In her statement to the police, Purwar has said she felt an excruciating pain in her waist as if something had pricked her.

Adding to the mystery are reports that her mobile number was hacked to send messages to senior officers such as Chatra superintendent of police Akhilesh Jha.

Chatra deputy superintendent Rajeev Ranjan has lodged an FIR stating that the SP and several senior IAS officers in Ranchi had received a message on Wednesday purportedly from the DC’s mobile that Maoist rebels had “killed” Jha along with 25 security personnel in an “ambush”. But when they rang back, Purwar said she was not aware of having sent any such message.

Ranjan claimed he too had received a call from the Chatra DC’s number in which she had summoned him to her office. However, when the DSP reached her office, she denied having called him.

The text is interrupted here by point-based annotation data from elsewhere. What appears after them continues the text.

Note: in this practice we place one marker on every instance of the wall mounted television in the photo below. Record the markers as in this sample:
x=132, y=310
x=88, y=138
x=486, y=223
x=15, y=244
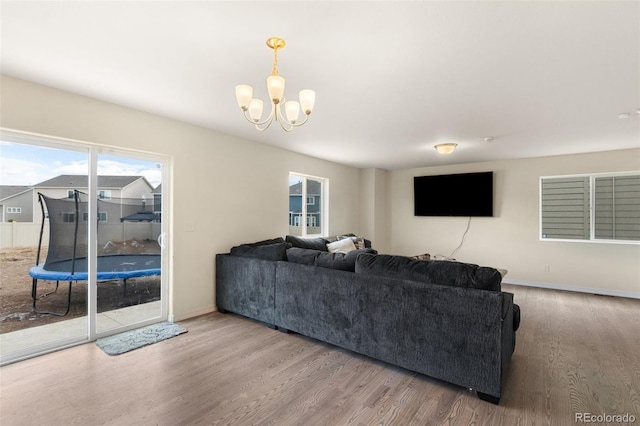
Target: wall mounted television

Government officers argued that if the fake SMSs were part of a psychological war launched by the Maoists, such messages would have been sent when the DC was holding a janata durbar or conducting some programmes in a remote village. The Maoists could have done it with an aim of trapping the police in a landmine blast, a senior security officer said.

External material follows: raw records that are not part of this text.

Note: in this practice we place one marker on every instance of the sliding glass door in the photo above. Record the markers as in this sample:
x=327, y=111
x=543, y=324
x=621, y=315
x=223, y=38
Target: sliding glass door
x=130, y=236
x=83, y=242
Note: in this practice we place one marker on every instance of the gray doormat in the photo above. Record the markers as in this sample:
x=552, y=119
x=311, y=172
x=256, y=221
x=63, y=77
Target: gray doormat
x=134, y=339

Experts said GPRS-enabled mobile phones could be hacked with the help of easily available software on the Internet. Hackers can clone the SIM card and shift charges of his calls and messages on the other number.

Vineet Kumar, a member of the national anti-hacking group, said one could even use somebody else’s mobile number to make a crank call as well sending the SMSs, using the VOIP (Voice over Internel Protocol) software. This software, which comes free up to $5, works in Ranchi as well.

He said the systems of most telecom companies were vulnerable to hacking.

BSNL general manager (mobile) Navendra Nath said the BSNL system was as vulnerable as the others, because the equipment source is the same for all.